How are topics selected for an internal audit?
A Year At A Glance
Throughout the year we collect ideas and input from the Board of Directors Audit Committee, Management, DOE Fermi Site Office and DOE Office of Inspector General. We also reference the Contractor Assurance System (CAS) web pages for information about the structure of the systems. In addition, CAS (management system) owners are interviewed with respect to Internal Audit’s risk assessments and audit plans.
We prepare reports that summarize the results of individual audits, as well issue an annual report of activities. Internal audit reports are distributed as they are issued, to a wide audience including the Audit Committee, Management, the DOE Fermi Site Office, the DOE Chicago Office, the DOE Office of Inspector General, and FRA’s external audit firm. Internal audit findings are subsequently tracked, follow-on activities are performed, and periodic status reports are provided to the DOE Fermi Site Office, the Audit Committee and Management in conjunction with Audit Committee meetings.
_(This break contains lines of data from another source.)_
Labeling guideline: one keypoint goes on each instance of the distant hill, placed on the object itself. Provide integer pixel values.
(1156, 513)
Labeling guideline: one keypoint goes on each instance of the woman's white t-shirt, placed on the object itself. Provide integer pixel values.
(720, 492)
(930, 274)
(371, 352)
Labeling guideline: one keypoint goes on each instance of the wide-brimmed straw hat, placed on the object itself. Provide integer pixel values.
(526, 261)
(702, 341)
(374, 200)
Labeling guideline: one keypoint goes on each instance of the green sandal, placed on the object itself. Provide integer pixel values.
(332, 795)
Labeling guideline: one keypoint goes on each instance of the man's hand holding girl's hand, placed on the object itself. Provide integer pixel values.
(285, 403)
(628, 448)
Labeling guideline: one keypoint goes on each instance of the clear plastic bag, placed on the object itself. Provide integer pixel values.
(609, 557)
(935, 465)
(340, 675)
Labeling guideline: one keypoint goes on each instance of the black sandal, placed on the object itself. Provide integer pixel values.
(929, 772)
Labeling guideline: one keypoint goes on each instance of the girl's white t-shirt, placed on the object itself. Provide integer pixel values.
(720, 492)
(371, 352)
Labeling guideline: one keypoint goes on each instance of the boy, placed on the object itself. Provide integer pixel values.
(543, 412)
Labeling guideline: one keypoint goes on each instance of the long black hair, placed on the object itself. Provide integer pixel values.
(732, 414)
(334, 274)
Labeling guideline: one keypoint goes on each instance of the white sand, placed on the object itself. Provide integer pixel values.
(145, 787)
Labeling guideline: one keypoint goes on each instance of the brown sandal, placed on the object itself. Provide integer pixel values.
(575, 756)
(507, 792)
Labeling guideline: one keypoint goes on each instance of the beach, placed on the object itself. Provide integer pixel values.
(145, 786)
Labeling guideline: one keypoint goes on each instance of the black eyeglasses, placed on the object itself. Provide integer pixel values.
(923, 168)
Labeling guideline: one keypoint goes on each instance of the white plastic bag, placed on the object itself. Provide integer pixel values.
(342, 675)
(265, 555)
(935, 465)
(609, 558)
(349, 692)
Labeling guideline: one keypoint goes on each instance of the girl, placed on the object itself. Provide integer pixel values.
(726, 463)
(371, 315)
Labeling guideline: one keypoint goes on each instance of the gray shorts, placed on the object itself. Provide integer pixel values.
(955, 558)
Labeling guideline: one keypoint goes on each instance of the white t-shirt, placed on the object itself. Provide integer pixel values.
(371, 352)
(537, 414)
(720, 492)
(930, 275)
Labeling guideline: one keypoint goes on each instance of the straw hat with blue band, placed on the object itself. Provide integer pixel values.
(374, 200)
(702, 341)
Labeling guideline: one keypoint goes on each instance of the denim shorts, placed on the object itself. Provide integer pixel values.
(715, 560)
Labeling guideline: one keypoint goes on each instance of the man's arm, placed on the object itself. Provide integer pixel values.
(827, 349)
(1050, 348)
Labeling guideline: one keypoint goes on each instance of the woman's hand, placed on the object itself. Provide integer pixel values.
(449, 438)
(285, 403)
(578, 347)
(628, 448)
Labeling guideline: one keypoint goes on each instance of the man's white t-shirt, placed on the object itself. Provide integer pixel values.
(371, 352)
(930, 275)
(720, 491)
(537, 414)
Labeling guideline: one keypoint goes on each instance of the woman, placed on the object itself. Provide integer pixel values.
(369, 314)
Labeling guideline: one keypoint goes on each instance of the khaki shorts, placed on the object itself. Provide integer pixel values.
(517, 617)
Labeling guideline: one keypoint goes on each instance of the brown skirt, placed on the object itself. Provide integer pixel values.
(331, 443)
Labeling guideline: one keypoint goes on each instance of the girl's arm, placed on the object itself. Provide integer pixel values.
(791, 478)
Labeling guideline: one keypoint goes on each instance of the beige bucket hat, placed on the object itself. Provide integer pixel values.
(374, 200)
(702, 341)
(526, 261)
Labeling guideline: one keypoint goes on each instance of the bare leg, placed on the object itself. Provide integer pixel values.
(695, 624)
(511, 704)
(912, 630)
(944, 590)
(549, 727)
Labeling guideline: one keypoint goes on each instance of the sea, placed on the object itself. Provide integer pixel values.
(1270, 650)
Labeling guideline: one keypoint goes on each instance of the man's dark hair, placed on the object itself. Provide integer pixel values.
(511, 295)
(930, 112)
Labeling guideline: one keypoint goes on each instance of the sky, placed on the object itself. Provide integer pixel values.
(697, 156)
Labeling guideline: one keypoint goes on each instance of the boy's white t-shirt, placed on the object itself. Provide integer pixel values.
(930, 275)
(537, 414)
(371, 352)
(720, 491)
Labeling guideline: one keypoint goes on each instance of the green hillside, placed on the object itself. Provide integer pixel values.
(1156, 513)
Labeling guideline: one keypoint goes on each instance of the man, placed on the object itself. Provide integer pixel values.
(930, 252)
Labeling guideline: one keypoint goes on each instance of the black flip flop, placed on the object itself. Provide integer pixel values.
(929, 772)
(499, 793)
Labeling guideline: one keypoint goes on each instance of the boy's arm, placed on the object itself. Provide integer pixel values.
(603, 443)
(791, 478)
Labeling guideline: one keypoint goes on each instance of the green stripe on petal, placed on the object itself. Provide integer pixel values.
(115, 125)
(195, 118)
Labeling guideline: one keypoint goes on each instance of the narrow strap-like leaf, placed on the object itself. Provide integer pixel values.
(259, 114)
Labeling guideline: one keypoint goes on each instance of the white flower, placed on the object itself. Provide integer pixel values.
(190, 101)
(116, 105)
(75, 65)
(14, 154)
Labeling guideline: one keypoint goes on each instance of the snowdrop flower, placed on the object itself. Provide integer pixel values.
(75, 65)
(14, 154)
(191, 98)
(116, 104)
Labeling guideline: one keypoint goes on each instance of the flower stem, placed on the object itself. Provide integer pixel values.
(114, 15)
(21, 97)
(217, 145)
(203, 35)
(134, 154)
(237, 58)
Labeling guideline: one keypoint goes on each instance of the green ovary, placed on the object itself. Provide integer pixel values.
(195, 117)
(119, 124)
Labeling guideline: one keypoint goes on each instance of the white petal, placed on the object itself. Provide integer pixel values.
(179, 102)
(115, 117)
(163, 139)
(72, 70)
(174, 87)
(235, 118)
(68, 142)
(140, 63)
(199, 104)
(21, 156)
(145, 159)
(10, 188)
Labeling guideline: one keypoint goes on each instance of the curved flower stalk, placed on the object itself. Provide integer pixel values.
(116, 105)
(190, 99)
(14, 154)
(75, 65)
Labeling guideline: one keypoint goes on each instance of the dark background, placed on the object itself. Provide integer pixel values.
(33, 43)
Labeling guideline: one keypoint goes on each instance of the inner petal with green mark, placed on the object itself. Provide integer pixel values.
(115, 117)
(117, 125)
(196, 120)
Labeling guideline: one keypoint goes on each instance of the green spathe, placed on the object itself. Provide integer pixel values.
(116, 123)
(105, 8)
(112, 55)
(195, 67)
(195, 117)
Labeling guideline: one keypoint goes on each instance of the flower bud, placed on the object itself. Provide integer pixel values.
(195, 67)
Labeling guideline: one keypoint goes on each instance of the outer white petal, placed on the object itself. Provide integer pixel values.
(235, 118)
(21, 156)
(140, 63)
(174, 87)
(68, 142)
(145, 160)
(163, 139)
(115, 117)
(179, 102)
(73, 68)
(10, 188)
The Risk Assessment Process
A quantitative risk based approach is used to rank the entities in the audit universe. Our audit universe is defined by management system and major Fermilab function. Professionally accepted criteria are used to evaluate the relative risk of each function. The following criteria are considered: entity risk (system complexity and transaction volume), the extent to which policies, processes and personnel have changed, materiality, prior audit results, regulatory involvement (applicable DOE Orders), and potential for unallowable costs.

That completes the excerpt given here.